Read this quote from J. Gresham Machen (emphasis mine) & then watch the opening ceremony of the PCUSA’s 219th General Assembly. Then let me know what you think.

It is true that the decisive thing is the regenerative power of God. That can overcome all lack of preparation, and the absence of that makes even the best preparation useless. but as a matter of fact God usually exerts that power in connection with certain prior conditions of the human mind, and it should be ours to create, so far as we can, with the help of God, those favorable conditions for the reception of the gospel. False ideas are the greatest obstacles to the reception of the gospel. We may preach with all the fervor of a reformer and yet succeed only in winning a straggler here and there, if we permit the whole collective thought of the nation or of the world to be controlled by ideas which, by the resistless force of logic, prevent Christianity from being regarded as anything more than a harmless delusion. Under such circumstances, what God desires us to do is to destroy the obstacle at its root. . . . What is today a matter of academic speculation begins tomorrow to move armies and pull down empires. In that second stage, it has gone too far to be combated; the time to stop it was when it was still a matter of impassioned debate. So as Christians we should try to mold the thought of the world in such a way as to make the acceptance of Christianity something more than a logical absurdity. . . . What more pressing duty than for those who have received the mighty experience of regeneration, who, therefore, do not, like the world, neglect that whole series of vitally relevant facts which is embraced in Christian experience – what more pressing duty than for these men to make themselves masters of the thought of the world in order to make it an instrument of truth instead of error? — J. Gresham Machen, Christianity & Culture

The Fall of Orthodoxy

William Paxton to A.A. Hodge as Hodge took his father’s place as professor of Systematic Theology at Princeton:

The name of this Seminary is known in all the world. Its chief distinction is its Biblical teaching. The ground of its faith is the Bible. Its only question is, ‘What has God said?” Its only proof is God’s Word. Its professors have never reached the point of thinking that they knew more than the Bible. This Seminary has always taught that there are but two questions to be considered. First. Is this the Word of God? Secondly. What does it mean? and this ascertained, there is nothing left but to believe and adore. The preaching which has always been taught in this seminary and illustrated in the pulpits of its graduates has been simple Biblical preaching… The Princeton student has always been known by the honor which he puts upon the Divine Word.
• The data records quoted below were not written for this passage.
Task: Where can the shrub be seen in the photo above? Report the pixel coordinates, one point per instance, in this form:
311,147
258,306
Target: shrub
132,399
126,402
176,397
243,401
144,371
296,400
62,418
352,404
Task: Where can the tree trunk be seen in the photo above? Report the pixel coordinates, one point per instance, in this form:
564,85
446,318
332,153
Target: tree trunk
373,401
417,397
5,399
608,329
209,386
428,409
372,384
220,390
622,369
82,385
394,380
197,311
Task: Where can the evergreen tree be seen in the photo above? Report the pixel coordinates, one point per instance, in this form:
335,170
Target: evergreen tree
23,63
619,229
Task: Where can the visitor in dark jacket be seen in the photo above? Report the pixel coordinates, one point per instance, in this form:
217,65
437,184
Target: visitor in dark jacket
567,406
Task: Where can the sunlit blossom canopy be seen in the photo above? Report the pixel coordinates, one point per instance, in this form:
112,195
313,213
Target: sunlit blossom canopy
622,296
My dear Brother, I need only to say to you ‘continue in these things.

I like this quote from Paxton because it captures so excellently what Princeton and the doctrines taught in the school meant to the Reformed & orthodox world at large. Teaching the Bible faithfully is a good thing. Being true to Scripture is a good thing. Loving Christ is a good thing. Princeton did all of those things notably well.  This quote was given in 1864.  Princeton was solid.

By 1909 students were rebelling against the intellectual theology offered by Princeton, by 1914 Francis Patton was replaced by the progressive J. Ross Stevenson. In 1929 the General Assembly of the PCUSA officially recognized Princeton, making their conservative board of directors  irrelevant and giving control of the University to the liberal board of trustees.  And just like that, not even 100 years after Paxton’s words, Princeton was no longer grounded in biblical faith.

It’s easy to rail against a stickler for doctrinal purity or orthodoxy. It’s easy, when the discussion turns to Biblical theology to say “Enough of this! We ought to be out on the streets, feeding people, giving out tracts, sharing the gospel. No more of this doctrinal talk. No more limiting our ability to reach the lost by subdividing Christendom.”  It’s easy to roll eyes when someone points out the differences between those calling themselves “Reformed” and true Confessional adherents to Reformed theology.  But we do so at our own peril, I think.